If you are confident upgrading all your packages to the latest version won't
break anything, you can run npm upgrade --latest
or yarn upgrade --latest
to
upgrade all the packages in your package.json
to the latest version.
One might think that you could upgrade individual packages by running npm/yarn upgrade <package_name>
and while that is true, it only updates the version in
your Lockfile, which is not a big help.
The slow or manual way is to simply upgrade the packages in your package.json
by
referencing the output of npm/yarn outdated
. This way is good if your project
is picky about package versions and you need to test every upgraded package to
make sure things work.
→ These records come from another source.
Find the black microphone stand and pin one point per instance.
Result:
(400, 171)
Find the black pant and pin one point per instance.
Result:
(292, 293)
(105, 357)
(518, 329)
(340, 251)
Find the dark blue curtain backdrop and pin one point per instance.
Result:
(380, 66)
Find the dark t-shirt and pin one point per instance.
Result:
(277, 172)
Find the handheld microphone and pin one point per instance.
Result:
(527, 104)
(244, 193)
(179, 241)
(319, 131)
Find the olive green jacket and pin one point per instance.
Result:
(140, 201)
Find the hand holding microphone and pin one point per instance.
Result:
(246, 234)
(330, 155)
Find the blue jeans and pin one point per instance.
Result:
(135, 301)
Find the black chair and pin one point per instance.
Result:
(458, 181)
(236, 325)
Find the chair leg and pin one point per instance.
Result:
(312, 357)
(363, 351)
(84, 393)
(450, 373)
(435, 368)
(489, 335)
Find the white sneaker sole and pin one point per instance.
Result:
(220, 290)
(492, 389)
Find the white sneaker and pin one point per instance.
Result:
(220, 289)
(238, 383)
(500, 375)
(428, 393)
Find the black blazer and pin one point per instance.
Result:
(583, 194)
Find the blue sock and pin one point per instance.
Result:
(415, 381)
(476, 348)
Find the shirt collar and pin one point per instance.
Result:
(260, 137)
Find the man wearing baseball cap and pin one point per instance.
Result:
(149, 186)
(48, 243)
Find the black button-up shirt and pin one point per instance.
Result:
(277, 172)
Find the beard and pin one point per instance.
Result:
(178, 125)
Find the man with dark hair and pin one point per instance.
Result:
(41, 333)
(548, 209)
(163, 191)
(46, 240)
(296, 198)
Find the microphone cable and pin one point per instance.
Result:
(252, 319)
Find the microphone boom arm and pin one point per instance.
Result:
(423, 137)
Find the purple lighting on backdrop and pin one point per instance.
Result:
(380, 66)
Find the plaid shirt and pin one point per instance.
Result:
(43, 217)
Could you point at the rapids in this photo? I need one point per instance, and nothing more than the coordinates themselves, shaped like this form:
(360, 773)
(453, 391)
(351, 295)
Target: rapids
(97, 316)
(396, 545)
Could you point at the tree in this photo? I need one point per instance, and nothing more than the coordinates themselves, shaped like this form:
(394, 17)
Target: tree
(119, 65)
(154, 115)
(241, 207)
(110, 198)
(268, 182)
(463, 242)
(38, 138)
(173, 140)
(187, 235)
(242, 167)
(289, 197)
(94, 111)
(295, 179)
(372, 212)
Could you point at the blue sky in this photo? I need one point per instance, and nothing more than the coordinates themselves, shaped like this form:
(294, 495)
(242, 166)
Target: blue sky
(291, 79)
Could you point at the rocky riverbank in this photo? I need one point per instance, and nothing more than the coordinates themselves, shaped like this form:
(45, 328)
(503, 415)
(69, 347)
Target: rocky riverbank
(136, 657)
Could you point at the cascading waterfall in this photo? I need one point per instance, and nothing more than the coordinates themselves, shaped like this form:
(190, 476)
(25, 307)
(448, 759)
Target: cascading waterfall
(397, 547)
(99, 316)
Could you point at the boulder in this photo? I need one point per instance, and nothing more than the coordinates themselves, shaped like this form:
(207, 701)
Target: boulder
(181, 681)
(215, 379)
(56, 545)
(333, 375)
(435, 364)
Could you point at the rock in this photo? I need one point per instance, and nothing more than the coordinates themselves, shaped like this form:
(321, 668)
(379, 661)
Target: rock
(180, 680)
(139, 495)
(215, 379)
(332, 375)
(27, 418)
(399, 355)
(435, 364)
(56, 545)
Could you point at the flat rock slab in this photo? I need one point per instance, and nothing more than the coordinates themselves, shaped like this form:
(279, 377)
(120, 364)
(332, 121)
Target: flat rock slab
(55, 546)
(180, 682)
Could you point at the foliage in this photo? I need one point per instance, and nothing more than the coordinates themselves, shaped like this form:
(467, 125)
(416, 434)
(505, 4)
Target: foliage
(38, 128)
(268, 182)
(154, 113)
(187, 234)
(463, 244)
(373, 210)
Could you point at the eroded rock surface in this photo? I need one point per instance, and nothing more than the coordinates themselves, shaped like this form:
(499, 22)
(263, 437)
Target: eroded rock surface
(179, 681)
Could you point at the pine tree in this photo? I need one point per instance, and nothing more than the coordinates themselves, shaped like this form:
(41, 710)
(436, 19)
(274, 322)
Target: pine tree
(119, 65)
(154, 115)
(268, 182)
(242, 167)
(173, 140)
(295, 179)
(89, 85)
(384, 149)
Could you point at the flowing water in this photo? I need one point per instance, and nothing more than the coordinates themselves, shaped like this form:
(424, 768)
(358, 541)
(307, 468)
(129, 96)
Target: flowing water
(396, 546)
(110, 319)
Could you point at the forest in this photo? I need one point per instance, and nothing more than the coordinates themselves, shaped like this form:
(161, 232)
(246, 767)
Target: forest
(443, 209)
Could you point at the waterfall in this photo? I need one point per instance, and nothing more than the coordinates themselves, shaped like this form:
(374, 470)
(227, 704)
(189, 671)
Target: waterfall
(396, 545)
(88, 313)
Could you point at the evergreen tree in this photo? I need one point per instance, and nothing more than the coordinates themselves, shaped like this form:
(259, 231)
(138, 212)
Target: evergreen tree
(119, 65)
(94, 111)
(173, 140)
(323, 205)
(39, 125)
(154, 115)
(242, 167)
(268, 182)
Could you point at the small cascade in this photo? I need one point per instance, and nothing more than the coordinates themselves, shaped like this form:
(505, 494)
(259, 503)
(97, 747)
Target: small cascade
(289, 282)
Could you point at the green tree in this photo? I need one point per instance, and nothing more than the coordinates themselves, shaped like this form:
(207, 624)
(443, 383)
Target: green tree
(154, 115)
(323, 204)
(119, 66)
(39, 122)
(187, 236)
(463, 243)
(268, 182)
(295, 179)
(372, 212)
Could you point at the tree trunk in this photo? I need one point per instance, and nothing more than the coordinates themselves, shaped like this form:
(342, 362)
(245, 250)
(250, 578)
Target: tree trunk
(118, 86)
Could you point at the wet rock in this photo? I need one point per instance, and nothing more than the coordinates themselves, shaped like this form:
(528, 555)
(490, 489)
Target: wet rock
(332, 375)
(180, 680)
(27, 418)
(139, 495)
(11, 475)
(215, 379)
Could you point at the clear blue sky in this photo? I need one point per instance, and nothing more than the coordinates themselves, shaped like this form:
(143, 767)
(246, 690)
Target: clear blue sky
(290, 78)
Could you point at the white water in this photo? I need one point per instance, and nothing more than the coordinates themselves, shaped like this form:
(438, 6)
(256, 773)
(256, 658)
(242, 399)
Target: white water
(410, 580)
While slow, it's the best way of making sure you don't
break anything.
If you looked at the last two ways and though to yourself "well this still sucks" then I agree with you. In fact the best way I found to keep packages up to date is to use a dependency bot like Dependabot or Renovatebot. These bots will automatically keep your project up to date by figuring out which packages are outdated and automatically open PR's for them. So all you have to do it approve and merge the PR.
Both of these bots do largely the same thing and it doesn't really matter which one you get, and for personal projects both are free.
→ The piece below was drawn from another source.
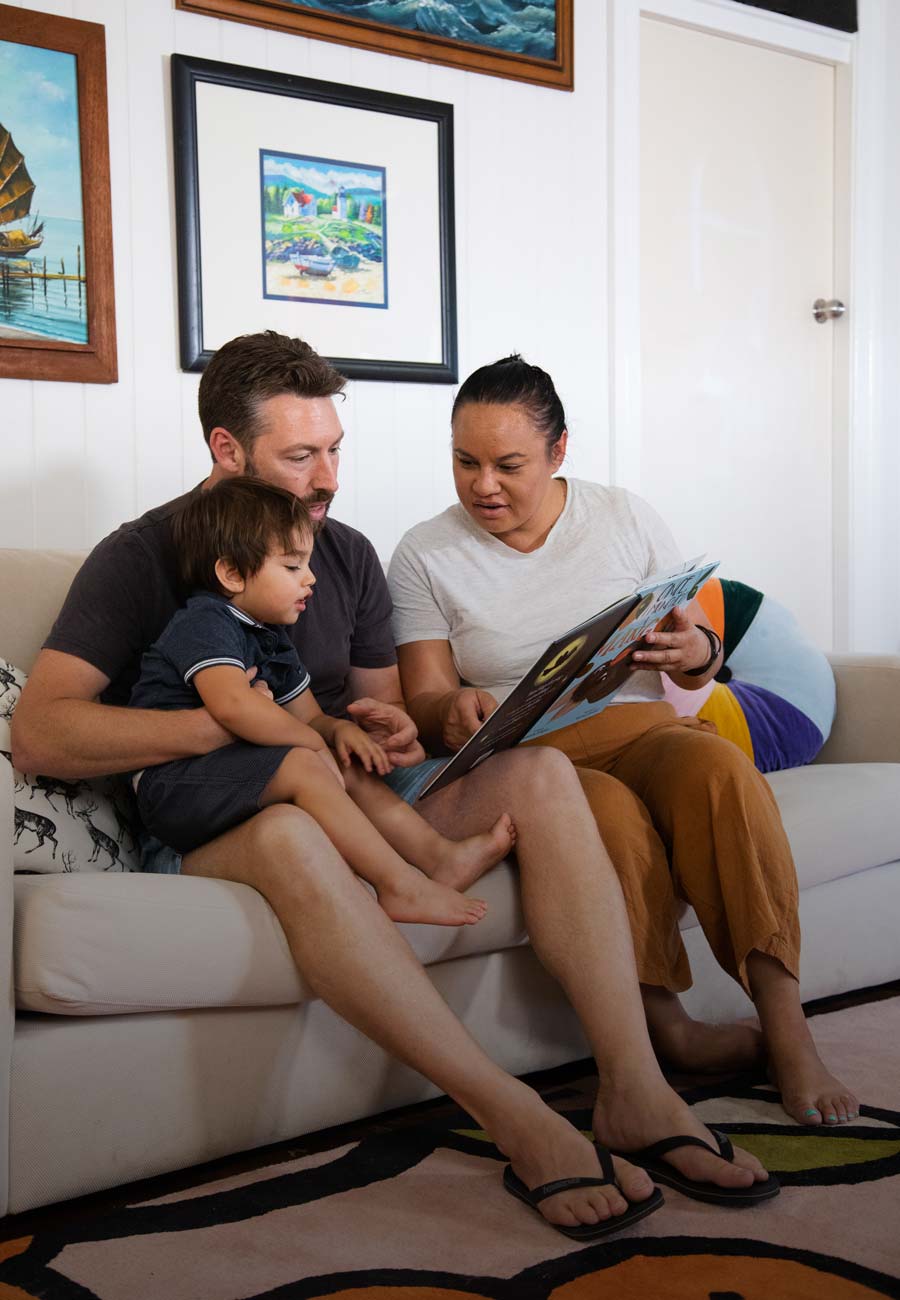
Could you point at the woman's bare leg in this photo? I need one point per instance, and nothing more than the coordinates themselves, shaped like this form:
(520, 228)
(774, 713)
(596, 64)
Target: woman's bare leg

And while these bots are great for ongoing maintenance, I would not recommend using them out of the gate if you have a ton of outdated dependencies. The reason is they will create a PR for every outdated dependency, and if you have CI that needs to run before a PR is merged, this may turn out to be more of a hassle for what it's worth. My suggestion is to use option 1 or option 2 to update all your dependencies then utilize dependency bots for all subsequent updates.